We see that the validation loss saturates pretty quickly while the training loss continues to lower. The model is in fact quite powerful and starts to overfit if trained for longer.

4. EVALUATION

The model reach ~77% top-1-accuracy and ~93% top-3-accuracy on the validation set out of a total of 28 classes.

Let’s visualize the confusion matrix on the validation set

Let’s compute (weighted) precision, recall, and f1 metrics of the model. For a quick overview of these metrics, you can look at the nice posts Multi-Class Metrics Made Simple, Part I: Precision and Recall, and Multi-Class Metrics Made Simple, Part II: the F1-score.

Precision:0.769
Recall:0.775
F1 score:0.769

Let’s visualize the top-3 predictions by probability for some examples in the validation set. The probability for each prediction is indicated in round brackets.

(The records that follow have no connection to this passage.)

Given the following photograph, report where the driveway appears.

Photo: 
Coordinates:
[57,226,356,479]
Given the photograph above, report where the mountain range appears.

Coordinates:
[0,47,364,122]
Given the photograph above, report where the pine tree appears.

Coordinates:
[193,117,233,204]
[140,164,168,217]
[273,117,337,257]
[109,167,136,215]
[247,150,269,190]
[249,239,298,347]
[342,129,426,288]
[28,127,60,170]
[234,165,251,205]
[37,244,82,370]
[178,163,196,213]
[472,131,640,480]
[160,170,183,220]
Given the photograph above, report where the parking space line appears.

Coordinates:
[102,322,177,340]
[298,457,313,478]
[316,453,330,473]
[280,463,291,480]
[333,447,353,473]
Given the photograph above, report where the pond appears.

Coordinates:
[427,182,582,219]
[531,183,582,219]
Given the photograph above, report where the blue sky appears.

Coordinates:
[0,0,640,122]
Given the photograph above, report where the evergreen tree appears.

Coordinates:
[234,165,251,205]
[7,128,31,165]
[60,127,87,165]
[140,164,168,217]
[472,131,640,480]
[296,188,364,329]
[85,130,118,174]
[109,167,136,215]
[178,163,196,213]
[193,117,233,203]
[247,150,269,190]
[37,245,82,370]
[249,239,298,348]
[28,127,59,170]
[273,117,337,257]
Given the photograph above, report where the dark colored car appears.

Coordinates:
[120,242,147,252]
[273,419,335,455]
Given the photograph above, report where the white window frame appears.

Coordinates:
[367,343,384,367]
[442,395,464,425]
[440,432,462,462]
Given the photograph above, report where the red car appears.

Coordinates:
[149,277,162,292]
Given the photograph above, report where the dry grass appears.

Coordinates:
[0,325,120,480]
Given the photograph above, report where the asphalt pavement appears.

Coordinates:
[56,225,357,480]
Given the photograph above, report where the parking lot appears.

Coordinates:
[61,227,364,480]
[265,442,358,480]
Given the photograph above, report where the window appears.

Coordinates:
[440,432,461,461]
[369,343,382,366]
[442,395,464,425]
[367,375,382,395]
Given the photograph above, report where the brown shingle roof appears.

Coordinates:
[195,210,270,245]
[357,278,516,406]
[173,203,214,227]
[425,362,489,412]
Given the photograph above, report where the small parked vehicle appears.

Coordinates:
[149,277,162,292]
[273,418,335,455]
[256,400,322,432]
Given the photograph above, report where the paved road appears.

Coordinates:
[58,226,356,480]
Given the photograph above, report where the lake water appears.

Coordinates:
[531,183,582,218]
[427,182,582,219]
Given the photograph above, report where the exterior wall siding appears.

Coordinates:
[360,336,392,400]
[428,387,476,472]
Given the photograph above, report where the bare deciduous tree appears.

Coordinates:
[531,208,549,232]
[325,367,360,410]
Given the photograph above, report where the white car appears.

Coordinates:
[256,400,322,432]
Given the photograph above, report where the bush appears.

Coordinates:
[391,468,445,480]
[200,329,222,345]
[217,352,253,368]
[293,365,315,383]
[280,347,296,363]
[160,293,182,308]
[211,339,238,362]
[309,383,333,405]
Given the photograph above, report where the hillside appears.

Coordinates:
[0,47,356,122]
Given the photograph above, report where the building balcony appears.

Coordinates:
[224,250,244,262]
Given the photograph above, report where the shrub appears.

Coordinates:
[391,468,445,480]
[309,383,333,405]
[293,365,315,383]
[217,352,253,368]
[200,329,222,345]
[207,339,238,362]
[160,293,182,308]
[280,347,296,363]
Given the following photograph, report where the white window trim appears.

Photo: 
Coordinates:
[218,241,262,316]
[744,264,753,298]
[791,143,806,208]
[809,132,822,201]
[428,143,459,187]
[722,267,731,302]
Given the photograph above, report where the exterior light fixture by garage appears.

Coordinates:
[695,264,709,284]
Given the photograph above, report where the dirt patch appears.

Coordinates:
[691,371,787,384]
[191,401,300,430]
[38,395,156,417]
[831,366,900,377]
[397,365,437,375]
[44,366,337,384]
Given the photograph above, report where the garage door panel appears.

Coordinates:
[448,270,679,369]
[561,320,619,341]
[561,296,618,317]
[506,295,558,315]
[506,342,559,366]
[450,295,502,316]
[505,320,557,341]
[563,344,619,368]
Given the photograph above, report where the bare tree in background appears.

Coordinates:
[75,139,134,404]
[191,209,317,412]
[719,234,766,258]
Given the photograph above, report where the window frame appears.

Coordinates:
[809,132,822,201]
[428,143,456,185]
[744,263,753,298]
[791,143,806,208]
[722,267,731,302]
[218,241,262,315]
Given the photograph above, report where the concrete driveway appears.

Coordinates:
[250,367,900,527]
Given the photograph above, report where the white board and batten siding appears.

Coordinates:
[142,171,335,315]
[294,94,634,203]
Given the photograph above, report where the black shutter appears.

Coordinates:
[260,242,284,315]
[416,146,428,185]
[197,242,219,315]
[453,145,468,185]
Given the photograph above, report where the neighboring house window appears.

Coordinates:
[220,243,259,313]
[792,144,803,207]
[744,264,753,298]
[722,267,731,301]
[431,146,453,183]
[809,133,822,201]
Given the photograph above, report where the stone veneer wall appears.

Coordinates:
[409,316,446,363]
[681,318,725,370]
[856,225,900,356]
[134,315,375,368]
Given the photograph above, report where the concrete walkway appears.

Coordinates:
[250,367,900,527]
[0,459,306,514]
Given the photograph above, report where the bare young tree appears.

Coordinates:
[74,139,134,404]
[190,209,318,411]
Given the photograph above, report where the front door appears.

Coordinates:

HEADLINE: Homemade Gift Ideas: Tart-Cherry and Dark Chocolate Bar Wrappers 
SHORT DESCRIPTION: This DIY gift only LOOKS professional.
TRUE LABEL: HOME & LIVING
Prediction 1:HOME & LIVING (77.5%);
Prediction 2:FOOD, DRINK & TASTE (19.8%);
Prediction 3:STYLE & BEAUTY (0.7%);
HEADLINE: Small Parties Claim Their Share In Upcoming Greek Elections
SHORT DESCRIPTION: Some of the country's lesser-known political players believe they've spotted their chance.
TRUE LABEL: WORLD NEWS
Prediction 1:WORLD NEWS (99.2%);
Prediction 2:POLITICS (0.4%);
Prediction 3:ENVIRONMENT & GREEN (0.1%);
HEADLINE: 46 Tons Of Beads Found In New Orleans' Storm Drains
SHORT DESCRIPTION: The Big Easy is also the big messy.
TRUE LABEL: WEIRD NEWS
Prediction 1:WEIRD NEWS (55.0%);
Prediction 2:ENVIRONMENT & GREEN (14.4%);
Prediction 3:SCIENCE & TECH (10.0%);

Conclusion

We have seen how to use the Hugging Face transformers library together with TensorFlow to fine-tune a large pre-trained model using TPUs on a multiclass classification task.

Thanks to the plethora of Auto Classes in the transformers library, other common NLP downstream tasks can be performed with minor modifications to the code provided.

I hope this tutorial was useful, thanks for reading!